While most of the Western world is enjoying plum blossom, birdsong and the first chance of the year to slap on some sunscreen, in Norway, one small town is still buried under three metre snowdrifts.

Winter in Vardo, at the northernmost tip of Norway, is harsh. The sun disappears altogether for two months, minus 10C constitutes a nice day, and the town's only tree is muffled beneath swathes of protective wadding.

The end of winter is a long time coming, but when the days start to lengthen, and the temperature finally starts to creep above zero, Vardo celebrates with an international snowball fight competition. It's a tradition that only dates back to 1997, but no one in town doubts it's here to stay.

From karaoke to Kemijervi

It all started in 1996, after a sake-fueled night of karaoke in the northern Japanese town of Sobetsu.

The mayor told his fellow-mayors of Vardo and the Finnish town of Kemijervi, sister towns connected by their extreme northern latitude, about a sport his town had invented, and they all agreed it could become the next great Japanese export.

Opponents are eliminated by hitting them with a snowball
Yukigassen is basically a formal team version of a snowball fight, played on a volleyball court-sized pitch dotted with protective ice-walls. You win either by eliminating your opponents by hitting them with snowballs, or by capturing a flag in the middle of your opponents' court.

Imagine an Arctic hybrid of paintball and kabbadi and you won't be far wrong. Goofy maybe, but people take it seriously, and Sobetsu is po-faced about its long-term ambition to make yukigassen an Olympic sport.
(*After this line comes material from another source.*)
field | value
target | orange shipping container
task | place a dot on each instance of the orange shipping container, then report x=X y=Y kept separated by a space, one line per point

Since the Japanese first introduced yukigassen to Vardo in 1997, the locals have become completely besotted, and their enthusiasm is beginning to spread to the rest of Norway.

More than a dozen teams were turned away this year, with 30 teams qualifying for the 4th Norwegian National Championships.

yodelling pirate
Yodelling pirates make up just one of the elaborately costumed teams
These included four from Finland, and one from as far south as Haugesund, west of Oslo (if you don't think that's far, take another look at the map - Vardo is the same distance from Oslo as Oslo is from Milan).

All of Vardo's population of 2,700 turns out for the two-day championships, from the opening parade and ceremony - this year including a minute's silence for their fellow yukigassen players in Sobetsu, evacuated because a neighbouring volcano has turned active - to the keenly-contested final.

They cheer the extravagantly-costumed teams, including yodelling pirates, an improbably-breasted Baywatch team from Finland, even a team of fatigues-clad Americans from the local Nato radar spy station - whose exuberance rapidly turns to evasion when asked what they're doing there.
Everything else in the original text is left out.